The New York Times Co. v. Microsoft & OpenAI

Aug 23, 2025
2 min read

“NYT sues AI giants for ‘mass copyright infringement’—claims Times content was used to train ChatGPT without permission.”

Short Summary :

In December 2023, The New York Times filed a federal lawsuit against OpenAI and Microsoft, alleging that they used millions of Times articles without authorization to train AI models like ChatGPT. The complaint argues this constitutes copyright infringement, damages the newspaper’s business model, and unfairly competes with its journalism offerings. As of mid-2025, the court has allowed the core copyright claims to proceed, and OpenAI is appealing a data preservation order.

Facts :

⦁ Plaintiff: The New York Times — owner of copyrighted articles, in-depth investigations, opinion pieces, reviews, how-to guides, etc.

⦁ Defendants: OpenAI (creator of ChatGPT) and Microsoft (investor and provider of Azure infrastructure).

⦁ Allegations: The Times claims the defendants:

⦁ Used its content without permission to train AI models.

⦁ Generated text that recites content verbatim or mimics the Times’ expressive style.

⦁ Diverts subscription, licensing, affiliate, and advertising revenue by reproducing content.

⦁ Negotiations: The Times had attempted to negotiate licensing deals in April 2023 but failed.

⦁ Additional harms cited: Models hallucinating or attributing false information to the Times, further confusing attribution and undermining trust.

Findings / Procedural Developments :

⦁ On March 26, 2025, Judge Sidney Stein (S.D.N.Y.) allowed most of the copyright claims to proceed, possibly toward a jury trial. Some peripheral claims were dismissed, but the “core thrust” remains intact.

⦁ A motion to dismiss by the defendants was largely denied, enabling the case to move to discovery and potential summary judgment.

⦁ On June 6, 2025, OpenAI filed an appeal against a court order requiring indefinite preservation and segregation of ChatGPT output logs.

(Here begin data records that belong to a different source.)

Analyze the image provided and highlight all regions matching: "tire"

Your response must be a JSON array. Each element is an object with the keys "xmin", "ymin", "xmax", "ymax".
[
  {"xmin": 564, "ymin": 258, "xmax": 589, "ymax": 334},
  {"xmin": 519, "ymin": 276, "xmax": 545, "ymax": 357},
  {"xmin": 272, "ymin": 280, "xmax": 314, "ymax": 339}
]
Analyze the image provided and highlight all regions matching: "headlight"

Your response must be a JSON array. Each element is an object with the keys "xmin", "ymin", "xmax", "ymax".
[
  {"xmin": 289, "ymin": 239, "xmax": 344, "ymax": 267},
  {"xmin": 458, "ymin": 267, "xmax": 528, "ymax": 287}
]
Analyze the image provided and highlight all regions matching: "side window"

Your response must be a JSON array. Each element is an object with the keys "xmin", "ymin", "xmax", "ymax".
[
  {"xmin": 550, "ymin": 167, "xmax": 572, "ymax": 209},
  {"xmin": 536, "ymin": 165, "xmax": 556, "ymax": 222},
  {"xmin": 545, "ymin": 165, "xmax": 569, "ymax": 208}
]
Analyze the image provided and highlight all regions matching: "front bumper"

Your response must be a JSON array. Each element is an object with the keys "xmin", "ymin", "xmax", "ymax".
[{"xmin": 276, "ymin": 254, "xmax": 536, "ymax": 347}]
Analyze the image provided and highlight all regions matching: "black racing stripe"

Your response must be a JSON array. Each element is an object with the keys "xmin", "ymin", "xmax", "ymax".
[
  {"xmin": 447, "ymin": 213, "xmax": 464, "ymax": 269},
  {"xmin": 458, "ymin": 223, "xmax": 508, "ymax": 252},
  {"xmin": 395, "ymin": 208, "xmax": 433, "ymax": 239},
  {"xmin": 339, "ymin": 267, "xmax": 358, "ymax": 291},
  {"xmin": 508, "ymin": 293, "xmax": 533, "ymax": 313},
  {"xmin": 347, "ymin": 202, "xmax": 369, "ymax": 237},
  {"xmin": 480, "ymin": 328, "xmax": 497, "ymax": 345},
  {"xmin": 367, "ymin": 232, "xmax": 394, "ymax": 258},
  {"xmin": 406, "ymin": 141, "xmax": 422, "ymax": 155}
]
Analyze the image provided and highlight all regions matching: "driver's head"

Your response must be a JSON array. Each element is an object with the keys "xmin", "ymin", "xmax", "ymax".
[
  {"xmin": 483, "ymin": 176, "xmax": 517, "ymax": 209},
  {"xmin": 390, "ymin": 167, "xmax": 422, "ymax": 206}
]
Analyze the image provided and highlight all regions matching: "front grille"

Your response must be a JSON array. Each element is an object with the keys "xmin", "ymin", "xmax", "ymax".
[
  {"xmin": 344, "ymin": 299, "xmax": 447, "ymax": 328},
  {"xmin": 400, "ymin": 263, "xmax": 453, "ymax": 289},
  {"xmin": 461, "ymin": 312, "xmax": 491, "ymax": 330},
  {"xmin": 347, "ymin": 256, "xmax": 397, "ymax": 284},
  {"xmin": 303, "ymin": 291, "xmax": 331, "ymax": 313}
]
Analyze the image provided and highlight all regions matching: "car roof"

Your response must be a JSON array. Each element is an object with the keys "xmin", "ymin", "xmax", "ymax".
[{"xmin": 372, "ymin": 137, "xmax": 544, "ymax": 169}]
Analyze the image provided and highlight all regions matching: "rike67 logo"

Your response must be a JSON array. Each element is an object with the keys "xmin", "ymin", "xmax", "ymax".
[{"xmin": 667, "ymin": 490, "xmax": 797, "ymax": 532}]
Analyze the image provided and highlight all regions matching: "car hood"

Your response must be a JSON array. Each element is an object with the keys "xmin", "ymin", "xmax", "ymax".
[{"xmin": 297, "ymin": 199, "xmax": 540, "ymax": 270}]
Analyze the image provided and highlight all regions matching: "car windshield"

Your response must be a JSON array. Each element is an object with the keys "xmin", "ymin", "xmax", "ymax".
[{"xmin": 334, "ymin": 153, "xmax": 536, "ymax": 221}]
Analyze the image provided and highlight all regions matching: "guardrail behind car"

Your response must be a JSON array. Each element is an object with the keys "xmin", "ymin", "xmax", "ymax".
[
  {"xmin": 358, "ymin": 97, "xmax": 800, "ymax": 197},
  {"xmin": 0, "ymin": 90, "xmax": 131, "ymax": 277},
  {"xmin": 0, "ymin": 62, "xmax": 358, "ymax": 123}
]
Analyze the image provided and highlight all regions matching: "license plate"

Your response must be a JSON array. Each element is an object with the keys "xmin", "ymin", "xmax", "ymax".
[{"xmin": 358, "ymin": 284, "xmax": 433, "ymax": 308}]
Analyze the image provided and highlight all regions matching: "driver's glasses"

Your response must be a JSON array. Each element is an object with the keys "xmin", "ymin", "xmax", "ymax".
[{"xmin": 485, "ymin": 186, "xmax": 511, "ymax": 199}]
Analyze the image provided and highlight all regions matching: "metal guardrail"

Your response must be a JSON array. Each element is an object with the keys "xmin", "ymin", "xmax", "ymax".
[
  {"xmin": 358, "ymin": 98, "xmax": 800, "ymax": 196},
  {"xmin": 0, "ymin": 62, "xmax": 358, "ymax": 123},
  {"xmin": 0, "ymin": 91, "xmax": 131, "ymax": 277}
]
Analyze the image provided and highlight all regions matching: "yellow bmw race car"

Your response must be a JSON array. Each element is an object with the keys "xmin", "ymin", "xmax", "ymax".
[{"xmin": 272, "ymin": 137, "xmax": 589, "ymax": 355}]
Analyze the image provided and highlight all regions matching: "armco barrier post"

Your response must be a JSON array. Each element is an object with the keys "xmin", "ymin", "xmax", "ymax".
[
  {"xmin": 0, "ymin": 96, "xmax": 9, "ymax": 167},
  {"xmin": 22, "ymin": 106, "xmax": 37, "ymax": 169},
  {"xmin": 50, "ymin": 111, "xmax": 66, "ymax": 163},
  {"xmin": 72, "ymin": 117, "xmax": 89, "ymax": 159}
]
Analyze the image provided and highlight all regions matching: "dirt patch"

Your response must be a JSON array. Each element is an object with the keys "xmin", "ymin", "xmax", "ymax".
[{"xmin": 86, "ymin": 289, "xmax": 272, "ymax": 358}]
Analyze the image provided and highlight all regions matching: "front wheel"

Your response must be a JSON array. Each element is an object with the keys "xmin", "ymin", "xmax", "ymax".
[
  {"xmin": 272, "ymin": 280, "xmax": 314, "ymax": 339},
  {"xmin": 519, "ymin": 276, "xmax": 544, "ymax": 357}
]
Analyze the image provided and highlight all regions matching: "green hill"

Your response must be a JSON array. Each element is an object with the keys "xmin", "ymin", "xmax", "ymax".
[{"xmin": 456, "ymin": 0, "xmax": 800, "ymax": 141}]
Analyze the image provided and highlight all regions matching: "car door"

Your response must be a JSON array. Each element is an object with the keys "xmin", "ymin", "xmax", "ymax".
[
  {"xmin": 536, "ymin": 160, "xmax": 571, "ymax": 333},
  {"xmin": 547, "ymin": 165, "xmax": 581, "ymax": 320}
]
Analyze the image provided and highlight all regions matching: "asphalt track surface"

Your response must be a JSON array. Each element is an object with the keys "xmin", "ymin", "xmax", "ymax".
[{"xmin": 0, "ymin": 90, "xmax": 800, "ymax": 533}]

OpenAI argues this conflicts with its user privacy commitments.

Suggestion / Implications :

⦁ Copyright Boundaries for AI: If upheld, the case may set precedent requiring AI developers to license copyrighted training data from news organizations, reshaping data acquisition models.

⦁ Fair Use Under Scrutiny: The fair use defense—common in AI arguments—could be significantly narrowed, especially when outputs compete with original content or replicate it verbatim.

⦁ Press Protections: Demonstrates publishers’ willingness and ability to enforce rights against tech giants, advocating compensation and attribution in AI use cases.

⦁ Privacy vs Discovery: The data preservation order clash reflects tension between litigation needs and AI services’ user privacy promises—potentially shaping discovery protocols for AI-generated outputs.